How, one wondered, did the most high-profile academic in South Africa not get the memo—endorsed, among others, by the Proceedings of the National Academy of Sciences, the World Bank and the European Commission’s Joint Research Centre—about the species being in danger of disappearing in the next 100 years if it couldn’t mitigate against likely global warming (by century’s end) of 4°C?

How indeed. Poignantly, Friday 23 November also happened to be Black Friday on Planet Earth: the day that human beings everywhere were encouraged to go out and shop. While Vice Chancellor Habib and Ambassador Lin were scrupulously avoiding any mention of climate change at the BRI launch, President Donald Trump was trying to bury the release of the US federal government’s Fourth National Climate Assessment. But dropping the report on Black Friday only drew attention to it, particularly this part:

The impacts of climate change beyond our borders are expected to increasingly affect our trade and economy, including import and export prices and US businesses with overseas operations and supply chains.”

Did Beijing think it was immune? Did Habib and Lin think we were idiots? Most important — and once again — why was the BRI propaganda machine lying to us about the environmental sustainability of its overseas development projects?

III The Noose

Here is a possible answer, courtesy of a 2018 report by the Sierra Club, Greenpeace and CoalSwarm:

Internationally, Chinese financial institutions are the world’s largest funder of overseas coal plants, investing $15-billion in coal projects from 2013 to 2016 through international development funds, with another $13-billion in proposed funding. CoalSwarm estimates Chinese firms are involved in the construction, ownership, or financing of at least 16% of all coal-fired power stations under development outside China.”

The BRI was designed in part to absorb China’s overcapacity in coal while cleaning up domestic pollution. And so, as it closes coal-fired power stations at home, Beijing opens them up in places like Pakistan, Vietnam, Indonesia and South Africa.
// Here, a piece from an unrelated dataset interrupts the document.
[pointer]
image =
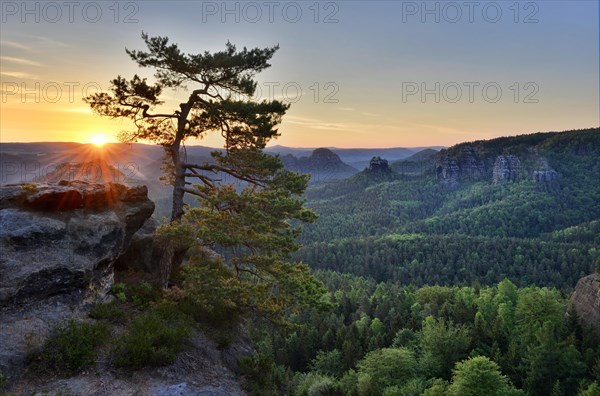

Vehicles are stuck during a traffic jam at a main road in Nairobi, Kenya, 13 July 2016. According to a government report the time wasted in traffic jams represents a cost of 5.78 million US dollars (about 580 million Kenyan Shilling) a day and more than 210 million US dollars a year in lost productivity. The economic loss caused by traffic is attributed to poor infrastructure planning not ready to the increase in population and vehicles, a report by the country’s Transport and Urban Decongestion Committee stated. EPA/DANIEL IRUNGU

Earlier this year, President Cyril Ramaphosa signed a deal with the Chinese government to build a 4,600-megawatt coal-fired power station in Limpopo. Although it’s not included in South Africa’s new Integrated Resource Plan, this doesn’t matter, apparently, because the plant—earmarked for development between Makhado and Musina—won’t feed into the national power grid. Instead, the energy it produces will be exclusively used by a massive new Chinese-controlled industrial park, called the South African Energy and Metallurgical Special Economic Zone, or EMSEZ.

The polluted air and water, meanwhile, will directly affect the communities in South Africa’s far north. Like the road that runs through Kenya’s far north, such infrastructure projects are a mixed blessing at best. The economic benefits of the Addis Ababa-Nairobi-Mombasa corridor were claimed last week as a BRI victory by Ambassador Lin, even though the project was launched years before Xi’s grand plan was ever conceived, but the dead elephants of Samburu did not get a mention.

At that event at the Linder Auditorium on Black Friday, perhaps the only honest assessment of the BRI came from Cedrick Frolick, house chairperson in South Africa’s national assembly, who spoke directly after Lin.

Referring to another of China’s famous slogans, he said: “We won’t have this win-win relationship if the environment isn’t protected.”